O assédio, seja moral ou sexual, representa uma grave violação dos direitos fundamentais do
servidor, podendo gerar consequências psicológicas, físicas e profissionais graves, como
estresse, depressão, absenteísmo, queda na produtividade e desmotivação,
comprometendo diretamente a qualidade do serviço público. Além disso, tais práticas
atentam contra a honra, a integridade e a reputação do trabalhador, criando um ambiente
de trabalho hostil e desestruturado, que impacta toda a coletividade.
Considerando o contexto atual, em que diversas denúncias de assédio têm emergido em
diferentes setores da administração pública, torna-se imperativa a criação de um
instrumento legal robusto que assegure mecanismos de proteção às vítimas, de investigação
imparcial e de responsabilização adequada aos infratores.
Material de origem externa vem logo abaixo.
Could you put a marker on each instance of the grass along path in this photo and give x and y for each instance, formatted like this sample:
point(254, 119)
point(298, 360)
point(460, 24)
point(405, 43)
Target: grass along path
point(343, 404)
O projeto de lei ora apresentado
busca prevenir práticas abusivas, garantir ampla defesa ao acusado, e definir medidas
cautelares e educativas que reforcem a cultura do respeito.
Além disso, o projeto incentiva a educação e conscientização dos servidores, por meio de
cursos, palestras, debates e materiais informativos, e promove a monitorização estatística
para identificar setores ou órgãos com indícios de práticas abusivas, possibilitando
intervenções preventivas e estratégicas por parte da administração pública.
Diante do exposto, os vereadores proponentes entendem que esta lei representa um avanço
significativo na proteção dos direitos dos servidores públicos municipais, reafirmando o
compromisso da Câmara Municipal com a valorização, segurança e dignidade do serviço
público, bem como com a promoção de uma cultura de respeito, ética e integridade no
âmbito da Administração Pública Municipal de Meridiano.